Release Me (Stark Trilogy, #1)(88)



There is a knock and the door cracks and a young man with sideburns and a clipboard says, “Ten minutes.”

Buffalo thanks him and tells Chase to stand up and makes a twirling gesture with his hand. “Let me look at you.”

Chase does as he’s told and Buffalo picks away lint and smooths wrinkles and says, “You’re going to be listening to me, right?” He taps his ear. “Right?”
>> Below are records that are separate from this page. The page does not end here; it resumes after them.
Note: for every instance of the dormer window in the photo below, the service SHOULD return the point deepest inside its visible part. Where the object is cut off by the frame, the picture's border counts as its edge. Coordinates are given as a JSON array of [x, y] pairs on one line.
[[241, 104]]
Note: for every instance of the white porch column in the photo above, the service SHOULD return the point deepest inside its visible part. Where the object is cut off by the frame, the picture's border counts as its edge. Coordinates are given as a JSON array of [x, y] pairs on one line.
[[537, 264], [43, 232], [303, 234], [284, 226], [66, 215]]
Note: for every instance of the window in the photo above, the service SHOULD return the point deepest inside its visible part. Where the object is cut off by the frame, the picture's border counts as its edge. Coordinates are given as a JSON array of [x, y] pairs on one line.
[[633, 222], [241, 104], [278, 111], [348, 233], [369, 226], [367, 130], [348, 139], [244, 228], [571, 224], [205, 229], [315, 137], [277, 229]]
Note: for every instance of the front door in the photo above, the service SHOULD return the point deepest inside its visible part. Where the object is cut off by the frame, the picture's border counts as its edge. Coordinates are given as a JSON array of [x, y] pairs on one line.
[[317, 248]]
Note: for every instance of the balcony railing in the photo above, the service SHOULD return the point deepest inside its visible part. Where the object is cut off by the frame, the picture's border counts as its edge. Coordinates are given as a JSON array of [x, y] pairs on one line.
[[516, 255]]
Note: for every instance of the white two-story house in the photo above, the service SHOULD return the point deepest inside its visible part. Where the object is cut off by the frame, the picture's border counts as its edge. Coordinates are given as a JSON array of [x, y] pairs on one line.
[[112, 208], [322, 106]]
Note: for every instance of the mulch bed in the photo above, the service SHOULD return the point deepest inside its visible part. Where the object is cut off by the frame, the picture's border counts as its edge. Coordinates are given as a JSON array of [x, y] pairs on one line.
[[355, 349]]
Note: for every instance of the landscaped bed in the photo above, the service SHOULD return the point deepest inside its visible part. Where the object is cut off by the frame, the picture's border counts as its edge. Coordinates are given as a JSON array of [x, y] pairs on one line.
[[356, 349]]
“Always am. Always listening.”

“Good. Hear me out now. We’re going to surprise people tonight. You’re going to announce a visit to the Republic. Two weeks from now, right before the election. Tour the bases and the mines, meet with the troops and hear their concerns. Four years and the president hasn’t been there once.”

“So I make him look like a total chickenshit.”

The dimples rise in Buffalo’s cheeks again. “Doesn’t matter what else you screw up on tonight—that’s what people are going to remember. That’s what’s going to distinguish you.”

“I like it,” Chase says, when in fact he feels chilled and unsteady, as if he has stepped out onto a frozen lake and watched the ice crack beneath him and the water rise like sudden black creeks. The Republic. He talks about his time there often enough, but it’s been more than ten years, and now it’s become less a place and more a story. And he can’t help but feel repulsed at the idea of moving among the crowds of soldiers, who will smile at him hopefully and grab hold of his hand not knowing it is a paw.

There comes another knock at the door and Chase feels something warm on his upper lip.

Buffalo’s face creases with concern. “Here,” he says. “Let me get that.” He pulls out a silk handkerchief and dabs Chase’s nose with it before returning it, spotted with blood, to his breast pocket. “Perfect.”





Chapter 37



OUTSIDE THE FITNESS CENTER, a massive concrete block of a building, the line of students stretches through the propped-open double doors and trails along the sidewalk. They are not here for a basketball game or volleyball match. There is no sports program at William Archer, except for intramurals, since lycans are not permitted to play in any collegiate or professional division, the hazards of blood and adrenaline and litigation too great.

In the gymnasium, after showing their IDs and filling out a form, the students are led to one of a dozen nurse’s stations, where they sit on a folding chair next to a table topped with plastic sheeting. The nurse, wearing a long-sleeve apron tucked into latex gloves, asks how the student is doing and the student says fine, thank you, and then the student’s thumb is pricked and squeezed, a blood sample collected. The nurse then hands over a bottle of Volpexx along with the student’s choice of a Tootsie Roll or a Dum Dum sucker. This is how it is the second Friday of every month.

The gymnasium is crowded with students, whose sneakers squeak against the hardwood basketball courts and whose voices rise to the rafters to flutter and die—it sounds like game day—and that’s a little what it feels like to Claire, a game.

Her family asked her to never tell anyone—anyone, not ever, not unless she wanted to see them all in prison—about the doctor who falsely reported their monthly tests, and she didn’t realize how lucky she was until she stole a pill from her friend Stacey’s bathroom, taking it with a glass of water later that evening and feeling so knock-kneed and woozy that she couldn’t keep her eyes open through American Idol.

Volpexx, like alcohol, affects everyone differently. Some walk around in a fog. Some counter the meds with high doses of caffeine or Adderall or Dexedrine. Some develop a tolerance over time, and some avoid it altogether by way of bribery or family connections.

She supposes it is an improvement over the way things used to be. She has heard stories about lobotomies, the long steel spikes driven into the brain to sever and deaden what the doctors referred to as the aberrant circuitry of the lycan’s mind. Lobos, which means wolf and which means the lobes of the brain. And tomos, which means to cut. Cut the wolf, kill the wolf, and make the patient once again human. Beginning in the 1930s, the psychosurgery was largely successful and widely prescribed, not only among criminal lycans but for those suffering from schizophrenia and bipolar disorder. Among the psychiatric community, lobos was discussed as a mental illness, an unchained id with physiological symptoms. It wasn’t until the 1970s that the procedure was discontinued—replaced by quaaludes—less out of humanitarian concern and more for the rising number of incapables that became wards of the state and a burden to taxpayers.

She doesn’t have the luxury of a sympathizer doctor anymore. Miriam arranged through some black market a collection of blister packs—the blood within them O positive, same as Claire’s, and laced with Volpexx. They are flesh colored and about as big as a quarter and after she affixes them with spirit gum they are nearly invisible. Still, she always comes to the gymnasium late in the day, after the nurses are glassy-eyed from so many students, so much blood.

She thanks the nurse and takes a Dum Dum sucker and by the time she returns to her dorm sucks it down to the stick.



The room is hers. Andrea is gone for the afternoon, working at the Victoria’s Secret at the mall, where she seems to spend half her paycheck, coming home always with a new top, new eyeliner, new heels. Most of the shorts she wears say PINK across the butt.